Director: Jean-Luc Godard
Script: Jean-Luc Godard
Camera: Raoul Coutard
Editing:: Agnès Guillemot
Music:: Maurice Leroux
Production:: Georges de Beauregard
With: Anna Karina, Michel Subor, Henri-Jacques Huet, Laslo Szabo, Paul Beauvais
1958, during the war of Algeria, Bruno deserts the army and becomes a refugee in Switzerland. Here he falls in love with Veronica, but an extreme-right-wing party orders him to kill a reporter of the national radio. The mission fails. He gets tortured by the FLN, but escapes.

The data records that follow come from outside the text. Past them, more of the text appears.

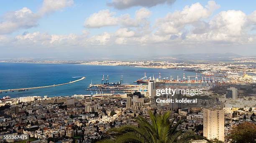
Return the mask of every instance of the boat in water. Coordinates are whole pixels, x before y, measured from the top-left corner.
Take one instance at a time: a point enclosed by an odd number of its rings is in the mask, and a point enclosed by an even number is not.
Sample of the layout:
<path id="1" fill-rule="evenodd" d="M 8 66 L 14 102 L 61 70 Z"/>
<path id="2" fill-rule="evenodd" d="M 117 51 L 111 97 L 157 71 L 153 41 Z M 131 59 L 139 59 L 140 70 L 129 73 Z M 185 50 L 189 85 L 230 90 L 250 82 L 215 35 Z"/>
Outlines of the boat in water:
<path id="1" fill-rule="evenodd" d="M 6 100 L 10 99 L 10 97 L 9 96 L 3 96 L 2 98 L 0 99 L 0 100 Z"/>

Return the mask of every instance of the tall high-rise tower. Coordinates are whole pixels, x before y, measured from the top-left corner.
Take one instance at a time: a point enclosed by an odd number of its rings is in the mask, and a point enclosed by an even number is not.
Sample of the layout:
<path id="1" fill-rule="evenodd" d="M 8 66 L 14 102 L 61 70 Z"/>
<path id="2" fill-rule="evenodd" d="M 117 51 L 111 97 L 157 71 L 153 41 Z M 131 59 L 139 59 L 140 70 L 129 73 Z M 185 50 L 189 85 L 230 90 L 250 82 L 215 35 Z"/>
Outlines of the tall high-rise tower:
<path id="1" fill-rule="evenodd" d="M 224 111 L 204 109 L 204 136 L 224 141 Z"/>
<path id="2" fill-rule="evenodd" d="M 155 97 L 156 96 L 156 83 L 154 80 L 151 80 L 148 81 L 148 88 L 149 96 L 151 98 Z"/>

"A lean and witty piece of politically engaged filmmaking that combines all the drive of a thriller with Godard's own, singular, New Wave aesthetic."
Channel 4
"One seminal aspect of LE PETIT SOLDAT is that it marks the first collaboration between Godard and Karina, whom he would marry shortly after the film completed its principal shoot. Karina, who would rapidly become the New Wave's most iconographic actress, is lovingly photographed throughout by Raoul Coutard, Godard's favoured cinematographer. Echoing the lengthy hotel bedroom sequence between Jean-Paul Belmondo and Jean Seberg in A BOUT DE SOUFFLE, Godard stages the couple's courtship in a high-rise apartment as a series of cerebral-yet-playful dialogues, shot throughout with a freewheeling hand-held camera. Obviously lit by Coutard with far more attention than any of the other actors, Karina is posed repeatedly in close-ups, frequently grooming herself; and, in one climactic scene, she even dances flamboyantly to a blaring Mozart record. In this, Karina's first role for Godard, we do not yet encounter the depth of female subjectivity in VIVRE SA VIE but it is, nonetheless, abundantly clear that this role was designed as Karina's star-making screen appearance.
Elsewhere, however, LE PETIT SOLDAT is a much more pensive, even lugubrious, film than its predecessor. For after a very cursory opening travelogue introduction to Geneva, the city is soon depicted as a disorienting, even claustrophobic setting for Bruno's mission. Unlike the fast-paced, energetic environment of Paris in A BOUT DE SOUFFLE which derived in part from Godard's famous use of jump cuts the cityscape in LE PETIT SOLDAT is jarringly edited together via a series of whip-pans, with the restless camerawork often forcibly yanking our attention from Bruno to the watching figures of the agents in the streets around him. More intrusive still, perhaps, is the role of the soundtrack: whereas Godard's first film featured a light-hearted, up-tempo jazz score, his second is set to Maurice Laroux's deliberately oppressive atonal piano music.